FOXP3+CD4+CD25+ regulatory T cells(FOXP3+Tregs)belong to a specific subset of CD4+ T cells which modulate many immune responses and play an indispensable role in maintaining immune homeostasis in vivo. Many major human diseases such as the autoimmune disease, the infectious disease, the allergic disease, the transplanting rejection and the cancers are associated with the dysfunction of the Tregs. The forkhead family transcription factor FOXP3 is a master regulator in the development and functions of the Tregs. Recently, a common conclusion is shared by many reseachers that the FOXP3 is not a solo transcription factor, it interacts with some other transcription factors such as the STAT3 and the RORγt to form a complex, to dynamically modulate the specific gene transcription progress.
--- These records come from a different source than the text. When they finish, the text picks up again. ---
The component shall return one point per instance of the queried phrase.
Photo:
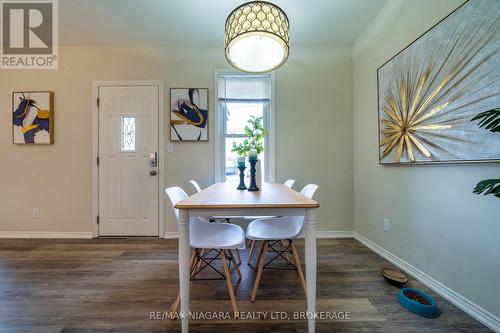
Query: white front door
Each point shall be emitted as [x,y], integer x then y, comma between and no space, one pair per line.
[128,148]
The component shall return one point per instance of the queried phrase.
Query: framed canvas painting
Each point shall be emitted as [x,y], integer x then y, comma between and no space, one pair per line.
[33,117]
[438,98]
[189,114]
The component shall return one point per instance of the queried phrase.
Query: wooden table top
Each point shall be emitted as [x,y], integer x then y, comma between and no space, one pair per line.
[225,195]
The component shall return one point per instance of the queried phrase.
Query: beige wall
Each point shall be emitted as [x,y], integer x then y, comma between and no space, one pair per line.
[438,226]
[313,134]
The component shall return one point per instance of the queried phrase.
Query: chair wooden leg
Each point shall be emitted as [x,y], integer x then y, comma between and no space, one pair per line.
[229,283]
[175,306]
[230,253]
[262,259]
[202,253]
[250,253]
[282,243]
[299,268]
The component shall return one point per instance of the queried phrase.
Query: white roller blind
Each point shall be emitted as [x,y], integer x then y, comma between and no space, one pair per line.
[244,87]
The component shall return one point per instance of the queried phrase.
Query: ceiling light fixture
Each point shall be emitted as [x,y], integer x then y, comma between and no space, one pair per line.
[257,37]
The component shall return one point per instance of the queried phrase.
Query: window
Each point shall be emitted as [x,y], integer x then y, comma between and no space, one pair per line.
[239,97]
[127,134]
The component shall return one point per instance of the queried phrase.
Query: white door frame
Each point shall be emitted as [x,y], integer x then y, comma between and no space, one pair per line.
[95,149]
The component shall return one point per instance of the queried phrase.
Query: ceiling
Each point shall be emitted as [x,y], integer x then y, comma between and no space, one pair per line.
[201,22]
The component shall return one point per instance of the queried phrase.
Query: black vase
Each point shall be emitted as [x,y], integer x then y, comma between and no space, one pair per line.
[242,185]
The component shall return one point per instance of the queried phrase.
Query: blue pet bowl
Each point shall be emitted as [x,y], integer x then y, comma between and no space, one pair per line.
[429,310]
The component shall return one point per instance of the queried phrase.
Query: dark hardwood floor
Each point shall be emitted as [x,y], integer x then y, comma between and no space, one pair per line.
[114,285]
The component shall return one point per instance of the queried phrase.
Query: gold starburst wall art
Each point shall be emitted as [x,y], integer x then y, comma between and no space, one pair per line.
[430,91]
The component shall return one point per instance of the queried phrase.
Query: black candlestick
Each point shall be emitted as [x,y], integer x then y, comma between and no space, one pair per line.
[253,184]
[242,185]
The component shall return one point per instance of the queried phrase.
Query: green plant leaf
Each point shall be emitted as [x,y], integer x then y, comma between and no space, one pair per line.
[489,120]
[488,186]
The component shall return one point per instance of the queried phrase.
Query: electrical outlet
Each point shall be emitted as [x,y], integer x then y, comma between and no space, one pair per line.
[387,225]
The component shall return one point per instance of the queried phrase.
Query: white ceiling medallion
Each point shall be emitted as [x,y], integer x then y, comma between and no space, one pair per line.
[257,37]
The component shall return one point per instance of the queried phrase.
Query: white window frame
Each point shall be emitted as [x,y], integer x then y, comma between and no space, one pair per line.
[220,123]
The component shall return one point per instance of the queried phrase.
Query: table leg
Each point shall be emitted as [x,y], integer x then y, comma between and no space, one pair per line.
[184,247]
[311,262]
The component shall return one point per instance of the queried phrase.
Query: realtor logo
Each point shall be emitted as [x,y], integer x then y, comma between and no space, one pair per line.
[29,34]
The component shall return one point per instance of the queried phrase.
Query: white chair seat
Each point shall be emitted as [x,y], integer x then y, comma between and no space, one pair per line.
[275,228]
[215,235]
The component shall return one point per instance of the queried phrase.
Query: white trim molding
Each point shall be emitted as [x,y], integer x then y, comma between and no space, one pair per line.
[466,305]
[46,234]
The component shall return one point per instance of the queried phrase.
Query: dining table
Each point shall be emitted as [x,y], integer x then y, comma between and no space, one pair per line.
[223,199]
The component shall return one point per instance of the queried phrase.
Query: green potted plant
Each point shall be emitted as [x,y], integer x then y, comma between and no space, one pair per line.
[489,120]
[251,146]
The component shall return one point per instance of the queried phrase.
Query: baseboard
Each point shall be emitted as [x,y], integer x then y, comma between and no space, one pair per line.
[332,234]
[45,234]
[320,234]
[469,307]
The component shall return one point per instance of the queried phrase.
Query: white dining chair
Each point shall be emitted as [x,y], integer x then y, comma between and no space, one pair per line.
[197,187]
[221,237]
[273,232]
[289,183]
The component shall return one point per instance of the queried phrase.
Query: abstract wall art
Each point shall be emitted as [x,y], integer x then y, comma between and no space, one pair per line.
[189,114]
[33,117]
[431,93]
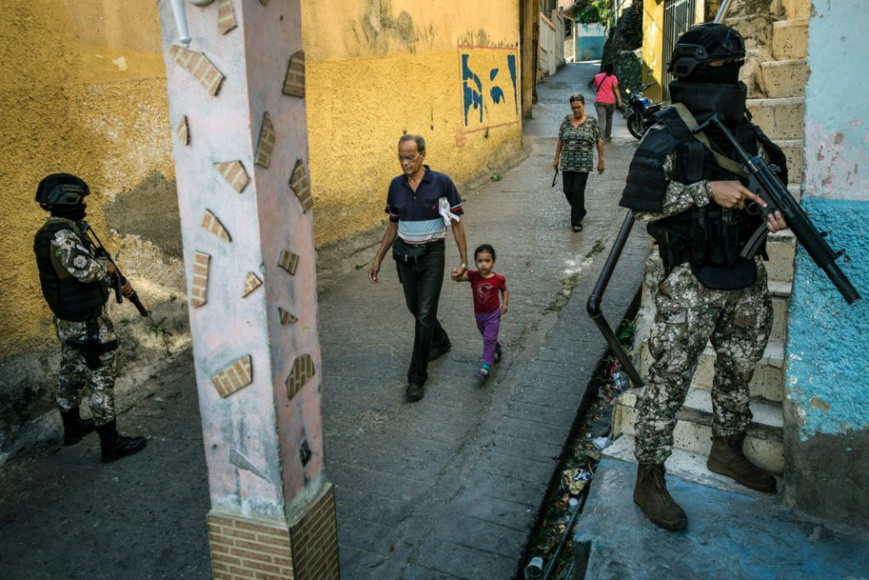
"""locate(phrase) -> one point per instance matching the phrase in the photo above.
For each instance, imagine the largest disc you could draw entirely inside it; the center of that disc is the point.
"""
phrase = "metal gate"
(678, 17)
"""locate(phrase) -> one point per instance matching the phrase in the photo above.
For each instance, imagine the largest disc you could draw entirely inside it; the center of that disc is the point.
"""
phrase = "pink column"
(236, 100)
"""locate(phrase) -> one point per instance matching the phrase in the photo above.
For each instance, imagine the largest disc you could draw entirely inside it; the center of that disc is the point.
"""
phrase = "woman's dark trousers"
(574, 191)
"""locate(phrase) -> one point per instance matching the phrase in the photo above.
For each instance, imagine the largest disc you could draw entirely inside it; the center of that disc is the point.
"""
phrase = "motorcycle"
(641, 111)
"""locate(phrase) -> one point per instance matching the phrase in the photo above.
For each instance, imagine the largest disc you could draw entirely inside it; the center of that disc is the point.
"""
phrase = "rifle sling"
(722, 161)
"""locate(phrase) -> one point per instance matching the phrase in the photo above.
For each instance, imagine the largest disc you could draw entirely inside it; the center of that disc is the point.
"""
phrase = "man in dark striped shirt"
(421, 204)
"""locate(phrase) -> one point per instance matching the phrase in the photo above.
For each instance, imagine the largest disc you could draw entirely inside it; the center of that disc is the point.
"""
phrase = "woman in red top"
(485, 287)
(606, 87)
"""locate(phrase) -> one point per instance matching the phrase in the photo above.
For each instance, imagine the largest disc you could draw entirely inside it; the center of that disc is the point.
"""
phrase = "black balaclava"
(704, 88)
(74, 213)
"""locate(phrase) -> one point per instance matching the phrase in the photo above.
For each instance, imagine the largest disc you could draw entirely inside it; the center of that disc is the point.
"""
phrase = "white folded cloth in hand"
(444, 210)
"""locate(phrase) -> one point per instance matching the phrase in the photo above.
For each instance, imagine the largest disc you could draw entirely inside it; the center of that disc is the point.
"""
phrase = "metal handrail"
(594, 300)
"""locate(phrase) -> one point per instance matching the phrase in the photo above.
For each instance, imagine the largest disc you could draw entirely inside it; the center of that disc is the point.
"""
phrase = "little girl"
(485, 285)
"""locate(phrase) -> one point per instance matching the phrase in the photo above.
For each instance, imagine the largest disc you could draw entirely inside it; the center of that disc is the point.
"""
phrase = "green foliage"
(631, 27)
(594, 12)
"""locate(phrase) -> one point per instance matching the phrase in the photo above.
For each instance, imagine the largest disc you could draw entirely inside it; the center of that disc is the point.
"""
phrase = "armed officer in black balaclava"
(688, 189)
(74, 282)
Furthermore, many studies including those of our laboratory demonstrate that posttranslational modification of the FOXP3 also plays an important role in the functions of the Tregs. In summary, further understanding of molecular mechanisms underlying the regulation of the FOXP3+Treg function by inflammation will lead a novel therapeutic clue for conquering major human diseases.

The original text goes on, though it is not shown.